[TOC]
68. 树中两个节点的最低公共祖先
68.1 二叉查找树
在二叉查找树中,两个节点 p, q 的公共祖先 root 满足 root.val >= p.val && root.val <= q.val。
image.png
public TreeNode lowestCommonAncestor(TreeNode root, TreeNode p, TreeNode q) {
if (root == null)
return root;
if (root.val > p.val && root.val > q.val)
return lowestCommonAncestor(root.left, p, q);
if (root.val < p.val && root.val < q.val)
return lowestCommonAncestor(root.right, p, q);
return root;
}
68.2 普通二叉树
解题思路
在左右子树中查找是否存在 p 或者 q,如果 p 和 q 分别在两个子树中,那么就说明根节点就是最低公共祖先。
image.png
2,递归写法
public TreeNode lowestCommonAncestor(TreeNode cur, TreeNode p, TreeNode q) {
if (cur == null || cur == p || cur == q)
return cur;
TreeNode left = lowestCommonAncestor(cur.left, p, q);
TreeNode right = lowestCommonAncestor(cur.right, p, q);
//如果left为空,说明这两个节点在cur结点的右子树上,我们只需要返回右子树查找的结果即可
if (left == null)
return right;
//同上
if (right == null)
return left;
//如果left和right都不为空,说明这两个节点一个在cur的左子树上一个在cur的右子树上,
//我们只需要返回cur结点即可。
return cur;
}
不是很好理解
递归解法
要想找到两个节点的最近公共祖先节点,我们可以从两个节点往上找,每个节点都往上走,一直走到根节点,那么根节点到这两个节点的连线肯定有相交的地方,如果是从上往下走,那么最后一次相交的节点就是他们的最近公共祖先节点。
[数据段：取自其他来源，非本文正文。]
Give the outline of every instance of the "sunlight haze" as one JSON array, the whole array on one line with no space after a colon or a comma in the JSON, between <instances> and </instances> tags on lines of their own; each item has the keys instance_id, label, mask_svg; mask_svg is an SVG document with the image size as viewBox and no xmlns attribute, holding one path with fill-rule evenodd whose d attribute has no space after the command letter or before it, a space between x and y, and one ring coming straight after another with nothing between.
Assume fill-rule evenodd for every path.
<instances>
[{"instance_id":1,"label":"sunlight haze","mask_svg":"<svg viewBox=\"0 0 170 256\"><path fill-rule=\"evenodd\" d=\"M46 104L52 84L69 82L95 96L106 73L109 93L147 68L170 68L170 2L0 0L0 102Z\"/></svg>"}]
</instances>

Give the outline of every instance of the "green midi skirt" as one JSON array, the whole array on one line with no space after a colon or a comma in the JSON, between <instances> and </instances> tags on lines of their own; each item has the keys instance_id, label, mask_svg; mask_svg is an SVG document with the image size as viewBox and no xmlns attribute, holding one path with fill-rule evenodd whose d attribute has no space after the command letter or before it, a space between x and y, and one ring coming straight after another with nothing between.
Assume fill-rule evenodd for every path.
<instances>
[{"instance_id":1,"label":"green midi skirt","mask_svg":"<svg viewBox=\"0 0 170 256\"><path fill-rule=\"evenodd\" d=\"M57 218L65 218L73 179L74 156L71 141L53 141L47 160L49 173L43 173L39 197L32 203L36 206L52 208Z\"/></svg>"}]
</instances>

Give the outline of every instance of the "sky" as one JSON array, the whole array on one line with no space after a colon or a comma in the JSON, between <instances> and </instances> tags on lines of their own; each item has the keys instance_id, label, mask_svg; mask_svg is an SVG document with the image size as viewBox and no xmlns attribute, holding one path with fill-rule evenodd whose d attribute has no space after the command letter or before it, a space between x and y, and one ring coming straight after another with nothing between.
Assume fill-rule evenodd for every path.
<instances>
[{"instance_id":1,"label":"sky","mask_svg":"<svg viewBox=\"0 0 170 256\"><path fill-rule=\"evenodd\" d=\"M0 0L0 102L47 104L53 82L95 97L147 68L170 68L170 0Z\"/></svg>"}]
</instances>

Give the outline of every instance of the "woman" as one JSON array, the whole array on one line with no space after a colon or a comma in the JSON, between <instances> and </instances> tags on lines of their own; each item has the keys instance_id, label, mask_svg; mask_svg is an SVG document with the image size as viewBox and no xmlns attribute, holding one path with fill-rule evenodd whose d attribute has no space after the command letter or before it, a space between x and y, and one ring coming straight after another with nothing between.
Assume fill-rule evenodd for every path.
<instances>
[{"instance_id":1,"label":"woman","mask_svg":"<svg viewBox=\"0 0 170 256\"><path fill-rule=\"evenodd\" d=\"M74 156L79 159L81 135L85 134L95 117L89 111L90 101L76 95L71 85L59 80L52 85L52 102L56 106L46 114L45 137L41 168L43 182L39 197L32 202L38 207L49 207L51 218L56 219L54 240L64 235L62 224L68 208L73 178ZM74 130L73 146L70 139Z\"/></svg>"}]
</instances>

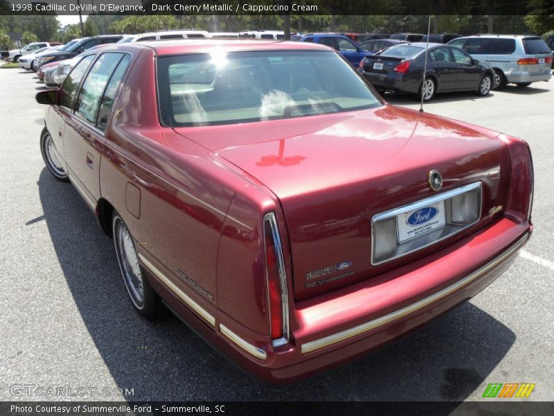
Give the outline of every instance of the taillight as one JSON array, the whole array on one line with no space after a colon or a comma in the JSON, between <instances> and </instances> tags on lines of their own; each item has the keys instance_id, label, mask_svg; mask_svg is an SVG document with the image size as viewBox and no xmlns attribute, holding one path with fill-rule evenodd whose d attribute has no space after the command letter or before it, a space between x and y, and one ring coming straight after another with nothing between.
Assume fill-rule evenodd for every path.
<instances>
[{"instance_id":1,"label":"taillight","mask_svg":"<svg viewBox=\"0 0 554 416\"><path fill-rule=\"evenodd\" d=\"M410 61L406 60L402 61L400 64L396 65L394 67L393 71L395 72L400 72L401 73L404 73L404 72L408 71L408 69L410 67Z\"/></svg>"},{"instance_id":2,"label":"taillight","mask_svg":"<svg viewBox=\"0 0 554 416\"><path fill-rule=\"evenodd\" d=\"M537 65L539 63L539 60L536 58L522 58L517 60L518 65Z\"/></svg>"},{"instance_id":3,"label":"taillight","mask_svg":"<svg viewBox=\"0 0 554 416\"><path fill-rule=\"evenodd\" d=\"M272 212L264 216L264 247L269 328L273 345L276 347L289 340L289 302L283 248L275 214Z\"/></svg>"},{"instance_id":4,"label":"taillight","mask_svg":"<svg viewBox=\"0 0 554 416\"><path fill-rule=\"evenodd\" d=\"M500 135L499 139L508 146L512 167L506 214L518 221L530 221L534 187L530 149L525 141L515 137Z\"/></svg>"}]
</instances>

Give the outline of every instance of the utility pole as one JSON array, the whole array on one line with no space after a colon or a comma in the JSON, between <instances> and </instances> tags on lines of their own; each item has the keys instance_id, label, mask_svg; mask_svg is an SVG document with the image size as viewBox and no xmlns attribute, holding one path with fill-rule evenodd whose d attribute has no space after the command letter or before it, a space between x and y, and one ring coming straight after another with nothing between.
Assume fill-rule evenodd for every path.
<instances>
[{"instance_id":1,"label":"utility pole","mask_svg":"<svg viewBox=\"0 0 554 416\"><path fill-rule=\"evenodd\" d=\"M77 6L79 10L79 21L81 22L81 35L84 37L84 28L82 26L82 16L81 16L81 2L77 0Z\"/></svg>"}]
</instances>

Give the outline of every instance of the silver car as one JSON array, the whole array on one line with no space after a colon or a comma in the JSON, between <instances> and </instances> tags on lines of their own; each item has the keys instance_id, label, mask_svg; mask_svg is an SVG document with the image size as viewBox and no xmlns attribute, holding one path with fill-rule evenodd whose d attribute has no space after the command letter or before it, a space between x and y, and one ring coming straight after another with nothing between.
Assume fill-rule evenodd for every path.
<instances>
[{"instance_id":1,"label":"silver car","mask_svg":"<svg viewBox=\"0 0 554 416\"><path fill-rule=\"evenodd\" d=\"M448 42L494 69L493 88L506 84L528 87L551 77L552 53L539 36L477 35Z\"/></svg>"}]
</instances>

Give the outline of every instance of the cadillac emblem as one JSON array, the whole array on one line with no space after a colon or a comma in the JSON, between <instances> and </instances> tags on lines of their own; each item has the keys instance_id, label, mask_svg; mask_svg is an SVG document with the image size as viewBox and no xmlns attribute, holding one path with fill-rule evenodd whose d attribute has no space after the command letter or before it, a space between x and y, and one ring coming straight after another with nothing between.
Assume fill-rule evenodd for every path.
<instances>
[{"instance_id":1,"label":"cadillac emblem","mask_svg":"<svg viewBox=\"0 0 554 416\"><path fill-rule=\"evenodd\" d=\"M429 173L429 186L433 191L438 191L443 187L443 177L438 171L431 171Z\"/></svg>"}]
</instances>

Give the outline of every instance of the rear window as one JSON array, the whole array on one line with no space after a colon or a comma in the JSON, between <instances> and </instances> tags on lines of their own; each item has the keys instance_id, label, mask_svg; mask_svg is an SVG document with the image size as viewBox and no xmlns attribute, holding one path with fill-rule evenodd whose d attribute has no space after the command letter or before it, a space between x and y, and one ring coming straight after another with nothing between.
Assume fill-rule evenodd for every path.
<instances>
[{"instance_id":1,"label":"rear window","mask_svg":"<svg viewBox=\"0 0 554 416\"><path fill-rule=\"evenodd\" d=\"M381 103L330 51L160 57L160 115L170 127L232 124L370 108Z\"/></svg>"},{"instance_id":2,"label":"rear window","mask_svg":"<svg viewBox=\"0 0 554 416\"><path fill-rule=\"evenodd\" d=\"M463 49L470 55L511 55L515 51L515 40L470 37Z\"/></svg>"},{"instance_id":3,"label":"rear window","mask_svg":"<svg viewBox=\"0 0 554 416\"><path fill-rule=\"evenodd\" d=\"M160 35L161 40L170 40L172 39L183 39L182 35Z\"/></svg>"},{"instance_id":4,"label":"rear window","mask_svg":"<svg viewBox=\"0 0 554 416\"><path fill-rule=\"evenodd\" d=\"M524 51L526 55L539 55L541 53L550 53L551 50L540 37L524 39Z\"/></svg>"},{"instance_id":5,"label":"rear window","mask_svg":"<svg viewBox=\"0 0 554 416\"><path fill-rule=\"evenodd\" d=\"M420 48L418 46L391 46L388 49L383 51L380 55L381 56L411 58L422 51L423 51L423 48Z\"/></svg>"}]
</instances>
我们就以找6和7的最近公共节点来画个图看一下
image.png
我们看到6和7公共祖先有5和3,但最近的是5。我们只要往上找,找到他们第一个相同的公共祖先节点即可,但怎么找到每个节点的父节点呢,我们只需要把每个节点都遍历一遍,然后顺便记录他们的父节点存储在Map中。我们先找到其中的一条路径,比如6→5→3,然后在另一个节点往上找,由于7不在那条路径上,我们找7的父节点是2,2也不在那条路径上,我们接着往上找,2的父节点是5,5在那条路径上,所以5就是他们的最近公共子节点。
其实这里我们可以优化一下,我们没必要遍历所有的结点,我们一层一层的遍历(也就是BFS),只需要这两个节点都遍历到就可以了,比如上面2和8的公共结点,我们只需要遍历到第3层,把2和8都遍历到就行了,没必要再遍历第4层了。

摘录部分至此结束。